Looking at the thicket, I found this difficult, if not impossible to believe. I doubt I could have identified any of them, except by chance. I wasn't going to risk a year's delay in the development of the trial section of the fence by letting him plant randomly.

So, I quizzed him about the next tree, and the next one, until he's almost out of sight a few hundred paces above me. He scores an astonishing 100%.

"I'll be damned," I muttered, as I ran down to check on the other stuff. When I get back, his team has planted all the way to the end of the marks and more. He regarded me and said:

"You know, these would grow much stronger if they were weeded a few times during the wet season."

I can't help but agree. What's more, he says he'll do it. "How many times?" I ask.

"As many as are needed."

As we continued planting up the hill, I asked if he heard about proposing to the tribal assembly that this land be set aside as a watershed reserve, of no cutting and no grazing.

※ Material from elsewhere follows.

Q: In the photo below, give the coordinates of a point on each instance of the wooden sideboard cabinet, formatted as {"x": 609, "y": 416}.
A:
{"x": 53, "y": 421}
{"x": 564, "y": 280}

"Imagine coming here as an old man, when these posts are too thick to encircle with your arms, and remembering planting them as a kid. Imagine, if the reserve is respected that whole time, the difference between the forest on the inside of this fence and the outside. Imagine the difference in the springs."

We both smiled, the enormity of the possible consequences of this simple act of planting trees a comfortable weight settling into us.

Later, on the high ridge, when we'd planted ourselves out of seeds, and I turned to ride, then fly to California, he says:

"How about if I find some more seeds in the next few weeks, and keep planting?"